We are in the process of migrating this forum. A new space will be available soon. We are sorry for the inconvenience.

Routing problem during the night.


oles@ovh.net
03-28-2012, 06:50 PM
Hello,
We had a routing problem during the night (03-28-2012) due to a software bug affecting two core routers in Roubaix. The Cisco ASR 9010 routers provide for the collection bandwidth data at the center in Roubaix (RBX1 RBX2 RBX3 RBX4 RBX5) and the connection to Paris,
Brussels, Amsterdam, London and Frankfurt. In short, the core routing in Roubaix.

This bug is known and is linked to new cards we installed in late January (24x10G by slot). For some reason the router will detect ECC RAM errors and no longer route packets. But nevertheless the card does not state "down" and remains in the router as if it is still operational.

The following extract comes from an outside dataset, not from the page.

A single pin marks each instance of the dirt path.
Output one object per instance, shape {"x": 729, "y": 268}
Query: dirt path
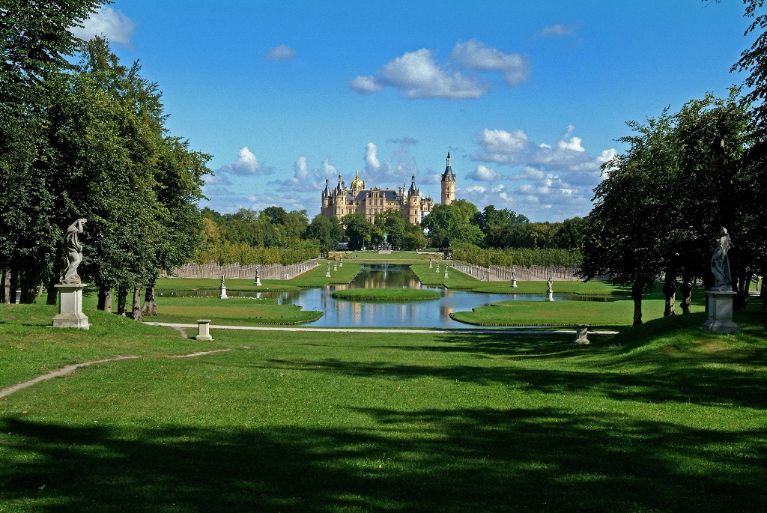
{"x": 69, "y": 369}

Other routers continue to send packets but there is no next hop. The packets are then dropped causing a problem on the network. Worst case scenario: Network goes down.

That night, three cards - 24x10G ASR 9010 routers had this bug almost simultaneously. This broke the network into 3 pieces: United States / London / Amsterdam / Warsaw
Roubaix and Paris, Frankfurt, Madrid, Milan, by dropping the packets in Roubaix. Usually the traffic would have been rerouted but it was blocked in Roubaix.

As a result, we were not able to utilise the network administration facility to retrieve logs from all the routers in order to establish the cause of the problem. We switched to the emergency external routers to check which of the backbone routers was causing the problem. This operation took some time, due to two routers being down and the delay in finding the problem because it was not only an issue with one router rbx-g2-a9 but also rbx-g1-a9. Once restarted, the 3 cards were operational within 5 minutes.

Over the last 3 weeks, we have opened a ticket with Cisco regarding the problem with the RAM ECC. Cisco have been working on the problem and have provided a software patch to fix the it. We will do this tonight. It also looks at how we can improve the management of our routers in the case where the whole backbone is down for some reason. It will be able to handle this but it will be very, very slow.

So, the outage lasted more than 99.9% ie 1:22 when we are allowed "a maximum" of 43 mins of downtime per month. Therefore, there are penalties for exceeding the maximum time. For example: on SD OVH is 5% per hour of downtime. We have created a URL so you can apply for credit under your SLA
See the following link http://travaux.ovh.com/?do=details&id=6533

It's never pleasant to write this kind of email but when our service is not up to standard, we must apologise.

Sorry again.

Regards
Octave